I was never sure I wanted to be a father and, at 51, thought it was too late. Because of my mental health issues, at the back of mind was always the feeling I wouldn’t be able to cope with children and I’d let them down. However, Dawn says I’m a natural and ‘the house’ none of them wanted to stay in for long is finally a home. She prefers being there now to the Centrepieces Mental Health Arts Project that took up (too) much of her time.

What convinced me I could be a good father was an outing a couple of weeks ago to the Cartoon Museum in London. It's currently hosting an exhibition of illustrated Doctor Who book covers – extended to the end of June, which indicates how popular it’s been. I grew up with those novelisations as, in a world without DVDs, they were the closest you could get to watching Doctor Who stories again. Even before the books appeared in 1973, I remember Dad found me the hardback of Bill Strutton’s Doctor Who and the Zarbi, first published in 1965, in Gorleston Library. I loved that book and would gaze at the marvellous John Wood illustrations in fascination. The planet of Vortis with its giant ants and man-sized butterflies was a world I longed to be a part of.
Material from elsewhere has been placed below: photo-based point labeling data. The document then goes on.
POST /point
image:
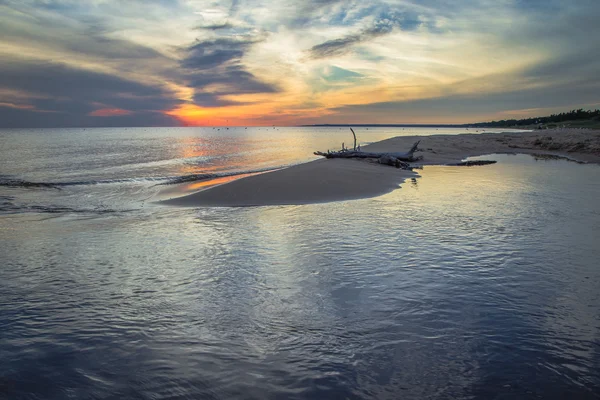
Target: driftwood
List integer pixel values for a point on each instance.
(396, 159)
(472, 163)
Happy famiies. (Image: Mike Kenwood)
Anyway, in the 1970s the company Target republished Zarbi in their first year of releases with a fantastic new cover by Chris Achilleos, giving me another reason to love the book. Strutton’s Tolkien-esque universe was a formative part of my childhood and helped to give me a love of reading generally. I wanted to pass this enthusiasm on to Poppy, so during our visit to the Cartoon Museum, I bought her a reprint of Doctor Who and the Zarbi and wrote this on the title page: ‘To Poppy – My favourite “Dr. Who” book, from me to you. All my love, Dad. XXX’

Maybe this parenting lark isn’t so hard after all.

It’s easy to say that life’s worth living again and I’m happier than I’ve ever been, but what’s really amazed me over the last few weeks is how fast your life can change. In my case, when positive things started to happen, another wouldn’t be far behind. Today I’m sitting typing this in our shared art room, The Stranglers, Bowie and Joy Division thundering away on the stereo behind me, as I think about designing The Callan File, the writing commissions I have on for Doctor Who Magazine and SFX, administering the Centrepieces blog, planning the wedding...

I’m 51 and about to get married. Time, indeed, to seize the day.